Source : SNCF et FS, Rapport d’étude 1993

Dans cette nouvelle configuration, le tunnel de base à ses débouchés sur les territoires français et italien se connecte à une ligne nouvelle qui, en doublant la ligne existante, permettra la circulation à grande vitesse des trains voyageurs entre les trois villes de Lyon, Chambéry et Turin. Le choix de donner la priorité à la desserte des voyageurs est dicté en premier lieu par le cadre des connaissances et des règles techniques dans lesquelles l’idée a été conçue. En effet, le fait d’avoir envisagé une ligne d’accès au tunnel de base spécifique pour les TGV, le « TGV Lyon-Turin » proprement dit, repose sur la doctrine de la séparation des trafics qui a été à l’origine de la définition, au milieu des années 1960, des principes d’inspiration de la construction d’un réseau à grande vitesse en France. Cette théorie repose sur les différences entre trains de passagers et trains de fret. En général, les trains voyageurs peuvent gravir des pentes de 3,5% sur les lignes à grande vitesse, mais ces dernières demandent des rayons de courbure très larges. L’aptitude des trains voyageurs à gravir des pentes importantes, dû à leur moindre poids, permet de mieux se libérer des contraintes du relief et d’adopter des tracés plus rectilignes, en augmentant les pentes par rapport aux lignes classiques. Au contraire, les trains de marchandises, à cause de leur poids plus élevé, ne peuvent pas gravir des pentes supérieures à 1,5%, alors qu’ils ont des moindres contraintes de courbure par rapport aux TGV en raison de vitesses de circulation moins importantes. Une ligne mixte demande ainsi de réduire les pentes pour les trains fret, mais implique aussi une augmentation des rayons de courbure nécessaire aux TGV. Une ligne mixte est ainsi plus contrainte qu’une ligne spécialisée. En outre, son débit est également limité par la coexistence de trains de fret et de TGV circulant à des vitesses différentes, alors que le débit d’une ligne est maximal lorsque les trains roulent à la même vitesse, comme le montre la figure suivante, qui représente un graphique de circulation ferroviaire (document espace-temps, qui traduit graphiquement sous forme de vecteur la marche de chaque type de train sur une section de ligne donnée).

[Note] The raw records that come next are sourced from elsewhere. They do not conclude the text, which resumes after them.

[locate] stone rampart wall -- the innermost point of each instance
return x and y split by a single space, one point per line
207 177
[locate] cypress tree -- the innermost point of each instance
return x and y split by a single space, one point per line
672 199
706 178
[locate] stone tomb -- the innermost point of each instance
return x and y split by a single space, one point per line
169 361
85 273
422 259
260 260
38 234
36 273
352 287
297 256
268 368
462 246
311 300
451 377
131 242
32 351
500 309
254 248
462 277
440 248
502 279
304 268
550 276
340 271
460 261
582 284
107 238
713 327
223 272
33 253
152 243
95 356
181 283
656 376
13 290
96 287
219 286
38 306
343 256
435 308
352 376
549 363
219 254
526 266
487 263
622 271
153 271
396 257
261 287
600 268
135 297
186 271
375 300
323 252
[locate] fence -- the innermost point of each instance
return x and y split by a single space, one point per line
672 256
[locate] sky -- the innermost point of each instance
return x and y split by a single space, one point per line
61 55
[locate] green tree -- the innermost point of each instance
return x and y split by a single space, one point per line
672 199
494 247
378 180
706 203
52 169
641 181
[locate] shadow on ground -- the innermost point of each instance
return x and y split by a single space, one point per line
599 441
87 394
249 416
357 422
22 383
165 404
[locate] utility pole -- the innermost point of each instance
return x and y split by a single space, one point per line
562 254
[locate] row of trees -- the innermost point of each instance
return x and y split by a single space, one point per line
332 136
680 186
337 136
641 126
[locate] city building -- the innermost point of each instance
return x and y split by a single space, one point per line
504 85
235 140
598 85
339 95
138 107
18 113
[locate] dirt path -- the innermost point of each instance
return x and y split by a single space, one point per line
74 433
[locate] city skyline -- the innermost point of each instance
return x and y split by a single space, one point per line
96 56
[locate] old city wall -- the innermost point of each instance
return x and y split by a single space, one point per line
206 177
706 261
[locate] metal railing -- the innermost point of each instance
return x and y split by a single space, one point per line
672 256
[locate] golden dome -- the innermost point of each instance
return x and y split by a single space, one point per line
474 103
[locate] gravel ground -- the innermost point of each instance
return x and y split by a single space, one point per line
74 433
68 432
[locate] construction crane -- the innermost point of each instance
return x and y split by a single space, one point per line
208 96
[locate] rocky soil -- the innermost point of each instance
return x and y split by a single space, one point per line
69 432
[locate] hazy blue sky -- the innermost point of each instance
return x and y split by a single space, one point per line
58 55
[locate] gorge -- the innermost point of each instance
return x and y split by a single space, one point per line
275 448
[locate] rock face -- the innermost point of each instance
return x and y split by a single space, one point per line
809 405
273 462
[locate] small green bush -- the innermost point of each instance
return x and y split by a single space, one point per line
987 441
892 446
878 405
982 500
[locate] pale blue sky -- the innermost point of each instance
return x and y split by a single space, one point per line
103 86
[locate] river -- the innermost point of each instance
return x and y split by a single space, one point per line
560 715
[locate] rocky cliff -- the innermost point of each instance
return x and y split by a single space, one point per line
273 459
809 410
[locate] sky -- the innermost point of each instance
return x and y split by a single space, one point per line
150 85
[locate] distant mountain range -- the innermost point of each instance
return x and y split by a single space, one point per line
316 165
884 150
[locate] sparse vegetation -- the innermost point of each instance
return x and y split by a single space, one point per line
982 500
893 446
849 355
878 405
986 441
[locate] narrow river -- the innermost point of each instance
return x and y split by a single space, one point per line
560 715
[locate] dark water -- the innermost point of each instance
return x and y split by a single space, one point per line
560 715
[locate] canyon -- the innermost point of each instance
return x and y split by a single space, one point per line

Fig. 5 – Graphique de circulation ferroviaire (fictif)
Fig. 5 – Graphique de circulation ferroviaire (fictif)

Source : Wikipedia

Ces considérations générales s’appliquent de manière spécifique au cas alpin. Ici, le territoire fortement contraint traversé par la ligne demande en effet la minimisation des ouvrages d’art nécessaires pour garantir des pentes moins raides et des rayons de courbure plus larges. Ainsi, la séparation des trafics permettant de respecter de telles contraintes physiques a semblé représenter une solution particulièrement adaptée au contexte montagneux dans lequel venait s’inscrire le projet et a été à l’origine du choix pour une ligne nouvelle à grande vitesse.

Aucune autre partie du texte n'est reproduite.